Bed Bath & Beyond’s new CEO Mark Tritton impressed a good many on Wall Street with his first earnings call on Wednesday night.
But not everyone. The skepticism reflects the challenged state of the home goods retailer kicking off 2020 and Tritton’s tenure as CEO. “Investors are really banking the new CEO can turnaround the business. But one of the phrases we like to say is that new leadership isn’t a magic bullet. If you look at J.C. Penney and GameStop and where they ended up during CEO shakeups, they haven’t been able to turnaround,” CFRA retail analyst Camilla Yanushevsky said on Yahoo Finance’s The First Trade.
“Until we see the strategic plan, we don’t think there is anything to be excited about,” added Yanushevsky, who reiterated her Sell rating and $8 price target on the stock — about 42% lower from current levels.
Tritton — a retail veteran who joined Bed Bath & Beyond (BBBY) 66 days ago after a successful C-suite stint at Target — is expected to unveil that strategic plan to investors in the spring.
Optimism is riding high on the Street on Tritton’s turnaround powers — shares of Bed Bath & Beyond have surged 40% since Tritton was announced as CEO on Oct. 9. The stock had been up close to 60%, but gave back about 18% of that gain on Thursday amid a tough holiday quarter earnings report.
Tritton’s turnaround plan could be a doozy, including the sale of non-strategic brands (we see you, Christmas Tree Shops), the sale of more real estate (Tritton recently netted $250 million from real estate sales) and a complete reboot on how the stores look and function with the website. Bed Bath & Beyond is also expected to detail a new couponing strategy and an entirely new management team after Tritton booted six former executives several weeks ago (well overdue and expected).

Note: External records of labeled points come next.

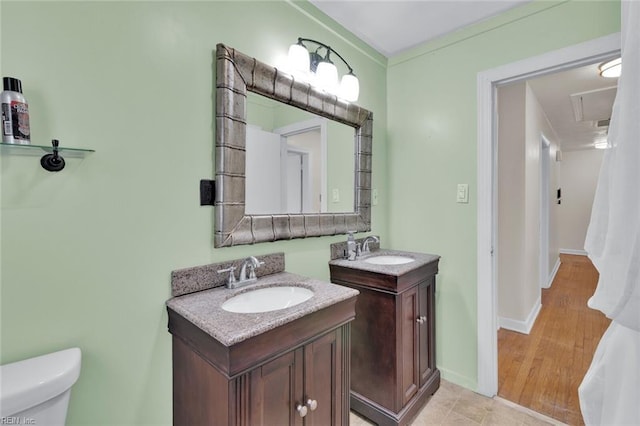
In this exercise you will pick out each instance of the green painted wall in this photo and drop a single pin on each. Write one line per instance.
(87, 253)
(432, 141)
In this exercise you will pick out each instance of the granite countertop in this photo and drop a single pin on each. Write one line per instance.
(420, 259)
(204, 309)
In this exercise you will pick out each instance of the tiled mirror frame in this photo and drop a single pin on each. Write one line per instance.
(237, 73)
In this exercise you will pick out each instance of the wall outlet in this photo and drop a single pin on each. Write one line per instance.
(462, 195)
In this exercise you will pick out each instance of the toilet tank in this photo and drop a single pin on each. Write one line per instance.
(36, 391)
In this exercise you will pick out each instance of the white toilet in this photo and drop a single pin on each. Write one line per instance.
(36, 391)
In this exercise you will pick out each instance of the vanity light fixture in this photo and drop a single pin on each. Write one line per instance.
(611, 69)
(321, 71)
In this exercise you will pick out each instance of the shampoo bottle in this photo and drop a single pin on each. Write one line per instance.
(15, 113)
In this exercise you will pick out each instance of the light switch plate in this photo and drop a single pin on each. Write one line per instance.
(462, 195)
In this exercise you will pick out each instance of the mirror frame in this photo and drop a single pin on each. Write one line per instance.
(237, 73)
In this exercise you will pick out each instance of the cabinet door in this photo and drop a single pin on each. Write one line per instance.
(323, 393)
(275, 391)
(409, 328)
(427, 330)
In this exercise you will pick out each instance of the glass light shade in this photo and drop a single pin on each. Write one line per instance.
(349, 88)
(327, 76)
(298, 58)
(611, 69)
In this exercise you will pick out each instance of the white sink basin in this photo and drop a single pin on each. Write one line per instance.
(388, 260)
(267, 299)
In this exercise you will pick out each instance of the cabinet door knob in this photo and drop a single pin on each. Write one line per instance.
(301, 409)
(312, 404)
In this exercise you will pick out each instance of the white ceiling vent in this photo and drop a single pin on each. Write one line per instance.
(594, 105)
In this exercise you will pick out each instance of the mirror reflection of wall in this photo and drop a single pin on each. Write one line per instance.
(297, 162)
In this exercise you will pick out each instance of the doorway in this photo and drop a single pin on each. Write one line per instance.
(545, 195)
(597, 50)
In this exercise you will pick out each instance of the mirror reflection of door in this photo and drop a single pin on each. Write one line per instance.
(304, 186)
(263, 186)
(331, 173)
(294, 182)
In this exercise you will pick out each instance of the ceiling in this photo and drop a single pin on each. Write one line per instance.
(593, 101)
(393, 26)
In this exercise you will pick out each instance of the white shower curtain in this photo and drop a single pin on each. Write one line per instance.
(610, 391)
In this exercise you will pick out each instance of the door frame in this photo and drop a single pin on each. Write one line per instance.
(597, 50)
(545, 210)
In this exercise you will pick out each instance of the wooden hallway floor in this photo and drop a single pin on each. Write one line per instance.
(542, 370)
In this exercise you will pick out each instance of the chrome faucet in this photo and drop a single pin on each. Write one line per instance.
(353, 248)
(251, 263)
(365, 244)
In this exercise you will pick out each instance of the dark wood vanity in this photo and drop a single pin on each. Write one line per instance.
(294, 374)
(393, 370)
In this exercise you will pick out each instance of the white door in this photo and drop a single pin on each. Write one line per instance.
(294, 182)
(262, 169)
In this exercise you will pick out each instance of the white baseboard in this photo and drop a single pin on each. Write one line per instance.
(573, 251)
(525, 326)
(552, 276)
(456, 378)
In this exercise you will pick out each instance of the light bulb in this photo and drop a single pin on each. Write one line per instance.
(611, 69)
(327, 76)
(349, 87)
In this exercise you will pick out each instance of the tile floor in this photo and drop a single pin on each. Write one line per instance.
(455, 405)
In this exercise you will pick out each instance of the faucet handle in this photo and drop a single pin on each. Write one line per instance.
(252, 269)
(230, 269)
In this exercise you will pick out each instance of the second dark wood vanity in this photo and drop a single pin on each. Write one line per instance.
(287, 366)
(393, 370)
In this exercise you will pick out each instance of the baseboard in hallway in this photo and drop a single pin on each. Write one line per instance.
(542, 371)
(529, 412)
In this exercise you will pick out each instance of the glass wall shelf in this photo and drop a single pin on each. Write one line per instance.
(39, 150)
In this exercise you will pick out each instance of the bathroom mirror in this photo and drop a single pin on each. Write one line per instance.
(237, 75)
(289, 153)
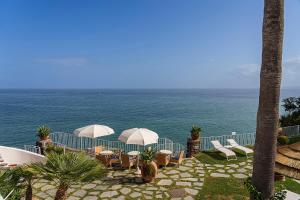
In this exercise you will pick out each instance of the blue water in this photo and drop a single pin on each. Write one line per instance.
(170, 113)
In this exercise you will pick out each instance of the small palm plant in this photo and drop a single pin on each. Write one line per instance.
(67, 169)
(43, 132)
(20, 179)
(149, 167)
(195, 132)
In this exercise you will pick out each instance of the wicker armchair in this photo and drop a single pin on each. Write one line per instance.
(127, 162)
(162, 159)
(105, 160)
(178, 160)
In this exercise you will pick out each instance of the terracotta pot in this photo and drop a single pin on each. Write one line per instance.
(44, 138)
(195, 136)
(147, 178)
(279, 177)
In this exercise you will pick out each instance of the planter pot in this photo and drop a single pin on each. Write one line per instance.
(279, 177)
(44, 138)
(195, 136)
(146, 176)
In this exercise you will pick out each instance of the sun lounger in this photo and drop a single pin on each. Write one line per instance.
(234, 144)
(178, 159)
(228, 153)
(162, 159)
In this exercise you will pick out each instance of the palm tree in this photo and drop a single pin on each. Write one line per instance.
(20, 178)
(268, 109)
(67, 169)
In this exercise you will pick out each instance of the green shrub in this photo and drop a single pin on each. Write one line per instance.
(43, 132)
(282, 140)
(195, 132)
(54, 149)
(291, 106)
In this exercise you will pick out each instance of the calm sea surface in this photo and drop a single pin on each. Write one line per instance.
(170, 113)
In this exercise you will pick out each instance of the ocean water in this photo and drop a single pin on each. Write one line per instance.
(170, 113)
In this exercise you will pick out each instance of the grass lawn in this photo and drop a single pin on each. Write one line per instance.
(294, 139)
(223, 188)
(231, 188)
(289, 184)
(214, 157)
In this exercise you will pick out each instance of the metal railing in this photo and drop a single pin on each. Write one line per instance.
(291, 131)
(71, 141)
(32, 148)
(242, 139)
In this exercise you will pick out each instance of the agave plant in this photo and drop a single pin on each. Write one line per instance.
(19, 179)
(67, 169)
(195, 132)
(149, 168)
(43, 132)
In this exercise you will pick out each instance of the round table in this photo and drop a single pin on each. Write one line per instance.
(133, 153)
(165, 152)
(106, 153)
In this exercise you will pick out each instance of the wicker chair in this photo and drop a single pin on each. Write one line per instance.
(178, 160)
(116, 158)
(98, 149)
(162, 159)
(105, 160)
(127, 162)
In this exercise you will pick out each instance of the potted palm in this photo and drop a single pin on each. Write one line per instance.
(43, 132)
(69, 169)
(20, 180)
(195, 132)
(149, 167)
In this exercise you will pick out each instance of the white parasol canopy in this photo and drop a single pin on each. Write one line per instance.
(139, 136)
(93, 131)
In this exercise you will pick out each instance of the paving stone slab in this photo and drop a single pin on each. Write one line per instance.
(135, 194)
(219, 175)
(80, 193)
(108, 194)
(180, 183)
(177, 193)
(239, 175)
(165, 182)
(191, 191)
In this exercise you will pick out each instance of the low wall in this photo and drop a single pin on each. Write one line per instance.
(19, 156)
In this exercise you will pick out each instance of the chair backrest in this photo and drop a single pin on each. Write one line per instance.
(216, 144)
(125, 160)
(232, 142)
(105, 160)
(98, 149)
(180, 157)
(162, 159)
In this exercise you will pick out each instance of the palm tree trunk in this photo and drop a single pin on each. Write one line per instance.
(268, 109)
(61, 193)
(28, 195)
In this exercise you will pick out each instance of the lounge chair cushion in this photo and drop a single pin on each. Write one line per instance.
(234, 144)
(217, 145)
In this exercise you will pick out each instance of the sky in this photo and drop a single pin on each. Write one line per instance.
(139, 44)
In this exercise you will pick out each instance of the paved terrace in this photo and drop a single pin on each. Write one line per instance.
(184, 182)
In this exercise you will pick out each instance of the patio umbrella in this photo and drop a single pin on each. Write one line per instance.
(138, 136)
(93, 131)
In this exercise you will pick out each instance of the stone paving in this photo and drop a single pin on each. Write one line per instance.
(239, 170)
(183, 182)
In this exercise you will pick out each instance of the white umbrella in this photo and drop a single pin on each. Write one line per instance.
(139, 136)
(93, 131)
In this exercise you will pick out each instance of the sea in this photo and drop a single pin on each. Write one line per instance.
(169, 112)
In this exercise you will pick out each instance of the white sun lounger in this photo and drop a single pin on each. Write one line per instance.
(234, 144)
(229, 154)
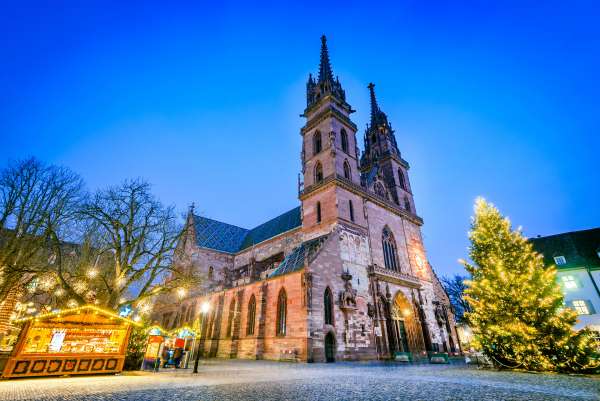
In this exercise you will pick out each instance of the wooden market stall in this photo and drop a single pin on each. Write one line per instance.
(84, 340)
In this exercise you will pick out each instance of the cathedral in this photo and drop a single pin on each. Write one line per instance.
(342, 276)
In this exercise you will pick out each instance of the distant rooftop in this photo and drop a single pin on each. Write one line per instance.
(228, 238)
(579, 248)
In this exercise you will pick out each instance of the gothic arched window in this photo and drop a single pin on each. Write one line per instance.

To be sure, Tritton has his work cut out for himself as he tries to jump start a brand that for years was terribly managed. The stores were underinvested in, ditto the website. The company became addicted to offering coupons. Its brand portfolio swelled to include non-strategic assets. Heck, even the company’s HQ staff was reportedly lacking the modern day technology needed to properly function.
All of that operational disarray continued to be reflected in the company’s latest quarter and will likely do so for much of 2020 as Tritton and his new team gets to work.
Bed Bath & Beyond’s fiscal third quarter same-store sales plunged 8.3% versus the 5% drop expected. The loss per share clocked in at 38 cents whereas analysts estimated 2 cents a share in profits.
“Given a highly-competitive landscape, pending C-suite changes, and weak fundamentals, we'd prefer to remain on the sidelines. Initiatives are in-motion, but progress is lacking,” said Jefferies retail analyst Jonathan Matuszewski.
One of the upsides here for the company? It will have more than $1 billion in cash following the latest real estate sales, which could go a long way to rebuilding a well-known consumer brand such as Bed Bath & Beyond. Not many other struggling retailers could boast that type of balance sheet strength.
“I truly believe this is one of the last iconic retail turnarounds in this country, and I'm excited about the future of our business,” said Tritton on the Wednesday evening earnings call.